THE STRANGE CASE OF THE $239,000 CONDUCTOR
June 4, 2010
In an era of generous municipal salaries and union-friendly overtime rules, it may not come as a complete shock that there are thousands of Metropolitan Transportation Authority (M.T.A.) employees --- 8,074 to be precise -- who made $100,000 or more last year, says the New York Times.
The usual top level managers are included in that list, but so are dozens of lower-level employees, including conductors, police officers and engineers, many of whom pulled in six figures in overtime and retirement benefits alone.
- One of those workers, a Long Island Rail Road conductor who retired in April, made $239,148, about $4,000 more than the authority's chief financial officer, according to payroll data released on Wednesday.
- In fact, more than a quarter of the Long Island Rail Road's 7,000 employees earned more than $100,000 last year, including the conductor, Thomas J. Redmond, and two locomotive engineers, who were among the top 25 earners in the entire transportation authority.
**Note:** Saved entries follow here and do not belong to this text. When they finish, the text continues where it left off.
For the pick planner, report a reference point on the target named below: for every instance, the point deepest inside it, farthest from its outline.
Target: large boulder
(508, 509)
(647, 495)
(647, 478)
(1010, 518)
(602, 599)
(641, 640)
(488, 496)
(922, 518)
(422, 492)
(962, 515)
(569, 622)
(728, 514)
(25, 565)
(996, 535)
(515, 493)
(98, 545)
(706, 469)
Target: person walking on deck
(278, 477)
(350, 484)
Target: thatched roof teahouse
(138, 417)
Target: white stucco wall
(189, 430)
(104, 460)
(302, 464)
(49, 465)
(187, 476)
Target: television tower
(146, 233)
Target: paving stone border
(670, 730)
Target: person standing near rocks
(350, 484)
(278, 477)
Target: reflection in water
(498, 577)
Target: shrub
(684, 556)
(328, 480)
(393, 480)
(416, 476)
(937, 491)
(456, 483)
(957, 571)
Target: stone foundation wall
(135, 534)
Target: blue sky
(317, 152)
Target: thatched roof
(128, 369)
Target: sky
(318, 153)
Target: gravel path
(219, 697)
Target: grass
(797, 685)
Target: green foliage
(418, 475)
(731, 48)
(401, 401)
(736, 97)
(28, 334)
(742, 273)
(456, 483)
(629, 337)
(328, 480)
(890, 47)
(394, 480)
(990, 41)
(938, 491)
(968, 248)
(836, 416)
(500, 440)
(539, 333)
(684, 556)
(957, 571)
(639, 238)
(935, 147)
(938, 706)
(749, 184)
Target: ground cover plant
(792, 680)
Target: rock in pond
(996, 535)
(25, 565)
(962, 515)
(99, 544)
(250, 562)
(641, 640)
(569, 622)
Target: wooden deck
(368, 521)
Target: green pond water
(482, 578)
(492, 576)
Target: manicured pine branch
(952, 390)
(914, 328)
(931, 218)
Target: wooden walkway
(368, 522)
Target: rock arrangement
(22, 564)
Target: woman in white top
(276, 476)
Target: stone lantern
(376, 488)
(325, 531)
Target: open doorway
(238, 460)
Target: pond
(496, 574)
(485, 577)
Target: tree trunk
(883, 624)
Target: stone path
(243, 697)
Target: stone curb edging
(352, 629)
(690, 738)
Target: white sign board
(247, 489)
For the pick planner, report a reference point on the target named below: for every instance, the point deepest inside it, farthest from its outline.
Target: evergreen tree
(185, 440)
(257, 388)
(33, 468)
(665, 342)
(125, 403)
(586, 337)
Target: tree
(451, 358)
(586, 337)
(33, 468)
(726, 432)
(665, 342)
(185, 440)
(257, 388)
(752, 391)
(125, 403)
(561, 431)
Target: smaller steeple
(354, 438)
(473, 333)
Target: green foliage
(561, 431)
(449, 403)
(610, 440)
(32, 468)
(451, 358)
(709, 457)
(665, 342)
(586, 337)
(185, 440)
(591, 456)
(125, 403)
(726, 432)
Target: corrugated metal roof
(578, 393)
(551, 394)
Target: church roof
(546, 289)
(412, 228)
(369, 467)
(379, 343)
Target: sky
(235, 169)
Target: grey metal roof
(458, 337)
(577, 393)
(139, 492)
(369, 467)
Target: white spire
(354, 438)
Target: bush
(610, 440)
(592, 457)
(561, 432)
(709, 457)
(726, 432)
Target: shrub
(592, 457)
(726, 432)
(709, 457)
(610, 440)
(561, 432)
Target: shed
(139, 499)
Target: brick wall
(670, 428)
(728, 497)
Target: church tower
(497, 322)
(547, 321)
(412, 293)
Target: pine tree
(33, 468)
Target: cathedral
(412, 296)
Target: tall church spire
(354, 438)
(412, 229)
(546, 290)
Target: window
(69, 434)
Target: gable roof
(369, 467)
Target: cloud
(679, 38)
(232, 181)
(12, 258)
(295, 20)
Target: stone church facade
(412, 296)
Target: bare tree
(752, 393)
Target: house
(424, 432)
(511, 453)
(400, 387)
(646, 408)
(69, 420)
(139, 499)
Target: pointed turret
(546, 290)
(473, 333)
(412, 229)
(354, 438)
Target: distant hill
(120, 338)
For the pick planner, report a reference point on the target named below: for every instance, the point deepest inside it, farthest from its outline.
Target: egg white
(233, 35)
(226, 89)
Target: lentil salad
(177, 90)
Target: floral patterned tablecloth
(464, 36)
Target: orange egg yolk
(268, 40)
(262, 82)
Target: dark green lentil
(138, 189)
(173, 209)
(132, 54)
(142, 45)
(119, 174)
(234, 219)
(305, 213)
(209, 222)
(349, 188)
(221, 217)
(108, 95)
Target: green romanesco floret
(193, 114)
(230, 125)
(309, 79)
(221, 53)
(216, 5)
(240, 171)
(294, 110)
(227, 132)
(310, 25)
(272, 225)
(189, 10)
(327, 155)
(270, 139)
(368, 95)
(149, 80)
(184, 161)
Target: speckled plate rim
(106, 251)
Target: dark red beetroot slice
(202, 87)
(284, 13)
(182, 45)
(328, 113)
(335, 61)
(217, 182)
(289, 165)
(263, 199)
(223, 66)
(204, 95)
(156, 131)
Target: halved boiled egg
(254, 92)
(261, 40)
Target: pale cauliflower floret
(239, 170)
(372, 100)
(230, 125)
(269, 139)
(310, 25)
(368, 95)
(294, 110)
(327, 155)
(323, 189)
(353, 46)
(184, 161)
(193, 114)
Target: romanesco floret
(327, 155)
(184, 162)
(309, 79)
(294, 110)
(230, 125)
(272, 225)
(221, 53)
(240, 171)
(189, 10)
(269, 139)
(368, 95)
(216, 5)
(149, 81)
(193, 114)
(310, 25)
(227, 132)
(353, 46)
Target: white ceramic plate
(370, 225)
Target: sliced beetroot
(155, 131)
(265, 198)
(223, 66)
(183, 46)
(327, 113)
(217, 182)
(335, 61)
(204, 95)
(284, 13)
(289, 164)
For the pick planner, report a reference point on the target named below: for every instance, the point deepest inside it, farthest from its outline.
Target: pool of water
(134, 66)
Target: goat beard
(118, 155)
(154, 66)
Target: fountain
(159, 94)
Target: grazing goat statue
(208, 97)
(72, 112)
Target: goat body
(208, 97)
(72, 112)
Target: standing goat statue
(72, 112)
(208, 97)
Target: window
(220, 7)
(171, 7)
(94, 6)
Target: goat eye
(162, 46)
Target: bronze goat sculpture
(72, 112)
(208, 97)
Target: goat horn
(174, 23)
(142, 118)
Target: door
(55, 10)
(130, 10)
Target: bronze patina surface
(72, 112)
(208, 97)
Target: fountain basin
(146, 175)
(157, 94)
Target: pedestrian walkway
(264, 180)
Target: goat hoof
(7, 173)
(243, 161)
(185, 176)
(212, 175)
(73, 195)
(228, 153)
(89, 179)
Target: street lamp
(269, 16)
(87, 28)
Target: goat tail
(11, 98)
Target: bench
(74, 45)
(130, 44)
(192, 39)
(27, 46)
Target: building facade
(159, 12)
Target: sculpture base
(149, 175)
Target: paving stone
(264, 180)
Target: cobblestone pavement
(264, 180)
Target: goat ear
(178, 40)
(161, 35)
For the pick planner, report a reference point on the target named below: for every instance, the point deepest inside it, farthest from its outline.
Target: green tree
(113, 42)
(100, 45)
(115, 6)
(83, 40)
M.T.A. is readying service cuts to close a budget shortfall of $400 million, and its chairman, Jay H. Walder, has said he plans to reel in runaway overtime costs, which pile up to $560 million annually.
But the authority, which employs about 70,000 workers over all, cannot significantly reduce its labor costs without concessions from its unions, which say their workers deserve their compensation for difficult and sometimes dangerous jobs.
- Overall, M.T.A. workers' average pay rose about 2.4 percent last year; management salaries were frozen.
- Around 60 percent of the authority's current budget -- about $7 billion -- is used to pay labor costs including payroll, pensions and overtime.